The 6 Engineering Wonders: Inventions you Never Knew Were Created by Engineers

Have you ever marveled at the convenience of Velcro? Or perhaps gazed up at the night sky and wondered about the remarkable technology that got us there? It's no secret that our world is filled with incredible inventions, each revolutionizing the way we live, work, and explore. But what if we told you that behind some of these groundbreaking creations were ingenious engineers whose names often go unnoticed?

Engineering wonders of the world

In this blog post, we'll embark on a fascinating journey through the world of invention, unveiling six remarkable innovations you probably didn't know were created by engineers.

Number 6: Velcro

The tale of Velcro's creation serves as a captivating illustration of how nature can inspire innovation. George de Mestral, a Swiss electrical engineer, found his moment of inspiration during a leisurely walk with his dog in 1948. As they meandered through the countryside, he couldn't help but notice how tenacious burrs from plants clung to his clothes and his dog's fur. This chance observation piqued his curiosity, leading him to examine these tiny hitchhikers under a microscope.

To his amazement, he discovered that these seemingly unassuming burrs were adorned with minuscule hooks. It was this revelation that sparked the idea for a revolutionary fastening system – the hook and loop mechanism we now know as Velcro, cleverly coined from the words "velour" (velvet) and "crochet" (hook).

In 1955, George de Mestral obtained a patent for Velcro, though its initial adoption faced aesthetic challenges, limiting its use primarily to specialized applications like sports gear. However, the breakthrough came when NASA embraced Velcro for space missions in the 1960s, catapulting it to widespread recognition and use across diverse products, ranging from children's shoes to cutting-edge medical equipment.
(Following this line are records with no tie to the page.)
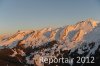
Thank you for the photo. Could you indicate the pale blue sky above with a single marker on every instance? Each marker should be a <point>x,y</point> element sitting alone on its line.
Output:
<point>30,14</point>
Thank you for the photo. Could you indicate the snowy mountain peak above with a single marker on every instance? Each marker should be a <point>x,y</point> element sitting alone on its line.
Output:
<point>81,38</point>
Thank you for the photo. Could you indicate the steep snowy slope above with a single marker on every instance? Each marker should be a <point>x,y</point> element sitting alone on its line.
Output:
<point>81,39</point>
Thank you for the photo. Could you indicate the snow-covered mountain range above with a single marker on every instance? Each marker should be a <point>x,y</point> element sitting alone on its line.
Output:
<point>24,48</point>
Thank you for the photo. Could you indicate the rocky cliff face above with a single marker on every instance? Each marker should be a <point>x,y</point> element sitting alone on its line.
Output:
<point>25,48</point>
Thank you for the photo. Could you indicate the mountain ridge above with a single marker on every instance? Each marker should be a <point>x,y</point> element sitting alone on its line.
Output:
<point>81,39</point>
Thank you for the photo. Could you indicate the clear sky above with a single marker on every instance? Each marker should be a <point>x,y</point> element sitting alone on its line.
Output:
<point>30,14</point>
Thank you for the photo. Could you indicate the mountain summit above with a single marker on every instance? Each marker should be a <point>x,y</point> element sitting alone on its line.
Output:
<point>81,38</point>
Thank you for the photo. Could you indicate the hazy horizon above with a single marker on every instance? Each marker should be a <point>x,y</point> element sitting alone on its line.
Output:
<point>32,14</point>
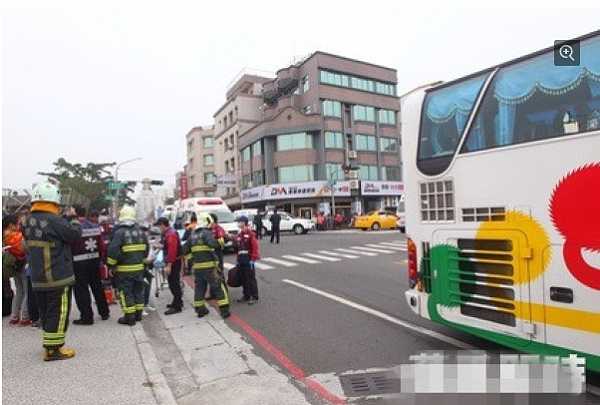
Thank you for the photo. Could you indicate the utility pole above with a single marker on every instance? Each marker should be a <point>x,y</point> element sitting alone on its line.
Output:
<point>117,189</point>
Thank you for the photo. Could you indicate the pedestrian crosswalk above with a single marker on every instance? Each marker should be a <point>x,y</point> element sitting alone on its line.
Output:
<point>328,256</point>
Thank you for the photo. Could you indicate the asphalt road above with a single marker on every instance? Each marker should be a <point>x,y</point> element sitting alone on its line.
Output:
<point>324,336</point>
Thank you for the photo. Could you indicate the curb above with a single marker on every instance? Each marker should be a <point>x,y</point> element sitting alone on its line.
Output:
<point>160,387</point>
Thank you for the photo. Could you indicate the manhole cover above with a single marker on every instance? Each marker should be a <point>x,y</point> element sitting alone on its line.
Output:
<point>367,384</point>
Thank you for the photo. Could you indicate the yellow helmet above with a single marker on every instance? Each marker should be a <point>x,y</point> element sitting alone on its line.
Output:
<point>127,214</point>
<point>204,220</point>
<point>46,192</point>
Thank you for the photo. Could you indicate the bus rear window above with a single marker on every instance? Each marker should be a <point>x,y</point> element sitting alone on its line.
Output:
<point>445,114</point>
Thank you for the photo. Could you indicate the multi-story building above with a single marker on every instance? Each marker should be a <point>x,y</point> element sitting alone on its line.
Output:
<point>241,111</point>
<point>200,168</point>
<point>318,116</point>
It is truly fascinating how everyday observations can lead to groundbreaking innovations that can simplify our lives in countless ways.

Number 5: Post it notes

In the year 1968, Dr. Spencer Silver, a scientist at the prestigious 3M corporation, embarked on a mission to formulate a robust adhesive. However, what emerged from his experiments was quite the opposite - an adhesive that adhered to surfaces with gentle finesse and could be effortlessly removed without leaving a trace.

Initially, this invention seemed like a solution in search of a problem, until the fateful day when Dr. Silver's colleague, Art Fry, recognized its potential as a bookmark that wouldn't harm the pages of his hymnal.
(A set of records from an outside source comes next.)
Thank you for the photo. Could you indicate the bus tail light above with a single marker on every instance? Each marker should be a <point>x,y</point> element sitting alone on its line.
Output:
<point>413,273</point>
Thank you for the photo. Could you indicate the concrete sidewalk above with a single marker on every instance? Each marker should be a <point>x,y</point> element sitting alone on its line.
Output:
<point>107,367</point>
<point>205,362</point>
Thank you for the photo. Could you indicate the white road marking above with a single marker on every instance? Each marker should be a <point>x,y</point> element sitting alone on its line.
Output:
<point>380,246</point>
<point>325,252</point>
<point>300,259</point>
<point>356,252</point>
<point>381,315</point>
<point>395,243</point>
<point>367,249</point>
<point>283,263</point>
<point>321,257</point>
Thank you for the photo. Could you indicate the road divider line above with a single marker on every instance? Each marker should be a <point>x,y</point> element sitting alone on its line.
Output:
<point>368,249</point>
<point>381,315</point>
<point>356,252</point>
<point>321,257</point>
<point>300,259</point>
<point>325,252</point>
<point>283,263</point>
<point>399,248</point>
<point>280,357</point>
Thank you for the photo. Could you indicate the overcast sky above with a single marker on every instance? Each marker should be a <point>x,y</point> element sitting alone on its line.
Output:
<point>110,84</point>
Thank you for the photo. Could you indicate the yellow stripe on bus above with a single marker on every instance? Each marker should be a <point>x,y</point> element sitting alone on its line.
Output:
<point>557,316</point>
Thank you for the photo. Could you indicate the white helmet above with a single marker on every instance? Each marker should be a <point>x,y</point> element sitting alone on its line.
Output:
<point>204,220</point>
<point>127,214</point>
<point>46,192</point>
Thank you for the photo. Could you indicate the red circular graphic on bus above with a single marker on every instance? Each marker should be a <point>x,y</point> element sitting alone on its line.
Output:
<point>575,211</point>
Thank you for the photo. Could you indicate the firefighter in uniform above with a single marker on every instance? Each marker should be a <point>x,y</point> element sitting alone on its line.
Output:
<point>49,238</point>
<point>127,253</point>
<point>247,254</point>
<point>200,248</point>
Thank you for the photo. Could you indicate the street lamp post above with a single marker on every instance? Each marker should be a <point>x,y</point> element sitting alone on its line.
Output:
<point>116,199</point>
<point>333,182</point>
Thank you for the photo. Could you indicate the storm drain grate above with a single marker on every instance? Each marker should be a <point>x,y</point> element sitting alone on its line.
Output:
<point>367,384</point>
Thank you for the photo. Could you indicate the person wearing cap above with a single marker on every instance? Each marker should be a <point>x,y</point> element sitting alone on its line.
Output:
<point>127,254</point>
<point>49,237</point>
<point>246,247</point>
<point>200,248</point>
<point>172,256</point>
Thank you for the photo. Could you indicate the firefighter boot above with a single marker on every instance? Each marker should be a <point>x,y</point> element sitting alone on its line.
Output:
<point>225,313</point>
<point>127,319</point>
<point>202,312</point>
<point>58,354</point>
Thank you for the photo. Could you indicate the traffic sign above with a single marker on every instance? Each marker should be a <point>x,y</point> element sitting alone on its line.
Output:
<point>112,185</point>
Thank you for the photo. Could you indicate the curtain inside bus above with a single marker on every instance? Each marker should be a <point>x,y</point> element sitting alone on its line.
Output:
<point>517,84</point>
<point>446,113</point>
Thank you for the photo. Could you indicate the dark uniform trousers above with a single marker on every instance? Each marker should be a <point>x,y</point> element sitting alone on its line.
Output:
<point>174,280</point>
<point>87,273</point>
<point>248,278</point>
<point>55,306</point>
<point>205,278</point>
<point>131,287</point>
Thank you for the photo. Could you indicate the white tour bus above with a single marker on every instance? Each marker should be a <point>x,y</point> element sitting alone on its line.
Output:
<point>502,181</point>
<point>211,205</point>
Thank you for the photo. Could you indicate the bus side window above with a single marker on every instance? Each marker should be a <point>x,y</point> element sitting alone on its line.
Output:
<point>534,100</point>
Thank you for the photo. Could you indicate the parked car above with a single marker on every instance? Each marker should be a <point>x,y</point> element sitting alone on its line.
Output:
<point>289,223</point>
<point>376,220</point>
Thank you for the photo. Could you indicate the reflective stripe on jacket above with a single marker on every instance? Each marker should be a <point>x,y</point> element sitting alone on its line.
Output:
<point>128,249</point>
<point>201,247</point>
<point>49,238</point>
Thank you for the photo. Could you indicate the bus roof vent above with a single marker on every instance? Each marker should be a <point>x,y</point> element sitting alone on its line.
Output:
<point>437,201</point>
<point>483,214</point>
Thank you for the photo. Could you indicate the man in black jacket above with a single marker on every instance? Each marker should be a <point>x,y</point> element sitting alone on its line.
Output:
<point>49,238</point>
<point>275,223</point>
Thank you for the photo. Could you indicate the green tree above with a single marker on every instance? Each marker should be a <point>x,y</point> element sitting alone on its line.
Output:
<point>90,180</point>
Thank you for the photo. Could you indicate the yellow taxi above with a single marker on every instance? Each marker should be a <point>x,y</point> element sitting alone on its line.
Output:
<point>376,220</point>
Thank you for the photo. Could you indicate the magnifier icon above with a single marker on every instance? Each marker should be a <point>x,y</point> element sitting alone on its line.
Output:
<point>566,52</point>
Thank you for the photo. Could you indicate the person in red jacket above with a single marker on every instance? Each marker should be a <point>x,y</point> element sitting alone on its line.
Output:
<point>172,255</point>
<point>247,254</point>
In 1977, 3M cautiously test-marketed the product as "Press 'n Peel" in four cities, yielding modest results. However, a strategic shift in 1978 led to the launch of an audacious marketing campaign in Boise, Idaho, aptly named the "Boise Blitz." This initiative included distributing free samples to offices, and the response was nothing short of remarkable - over 90% of those who tried the product expressed their intent to purchase it.

By 1980, Post-it Notes made their way across the United States, soon spreading to Canada and Europe the following year. Interestingly, the iconic Canary Yellow color of the Post-it Note emerged from a fortunate circumstance - it was chosen simply because a neighboring lab had an abundance of scrap yellow paper. Both Spencer Silver and Art Fry concluded their careers at 3M with numerous accolades, including their induction into the National Inventors Hall of Fame in 2010. Their invention, initially perceived as unnecessary until people experienced its brilliance, has since become an indispensable tool in offices, classrooms, and homes worldwide.

I do not think there is any thrill that can go through the human heart like that felt by the inventor as he sees some creation of the brain unfolding to success - Nikola Tesla

Number 4: THE Slinky

The Slinky's story begins in 1943 when Richard James, a naval engineer with a passion for innovation, stumbled upon an 'odd' discovery. While working on a project to create tension springs for stabilizing sensitive instruments aboard U.S warships, a spring accidentally tumbled from his desk. As it fell, he was captivated by its distinctive, almost dance-like, walking motion. This interesting motion inspired Richard and his wife Betty to embark on a journey of experimentation, ultimately giving birth to what Betty called the "Slinky".

In 1945, the couple founded James Industries and introduced the Slinky to the world at Gimbels Department Store in Philadelphia. The response was nothing short of extraordinary, with the initial inventory selling out in a mere 90 minutes. The Slinky quickly became a sensation, selling over a quarter-million units in its first year.

The Slinky's capabilities extended far beyond being a child's plaything as during the Vietnam War, soldiers ingeniously employed it as an antenna for radios. It even embarked on a cosmic adventure aboard the Discovery Space Shuttle in 1985 to demonstrate the effects of zero gravity. Eventually, the "Slinky" made it to the National Toy Hall of Fame in 2000. To date, over 300 million Slinkys have been cherished by people of all ages across the globe, continuing to delight generations with its elegant yet captivating design.

Number 3: THE SUPER Soaker

The Super Soaker, aka. "Water Gun" is a beloved and globally renowned toy, that owes its existence to the genius of Lonnie Johnson, an engineer with a remarkable background in both the military and space programs. His inventive genius was evident even in high school where he won a science fair with a robot crafted from discarded junkyard parts. He later earned degrees in both, mechanical and nuclear engineering.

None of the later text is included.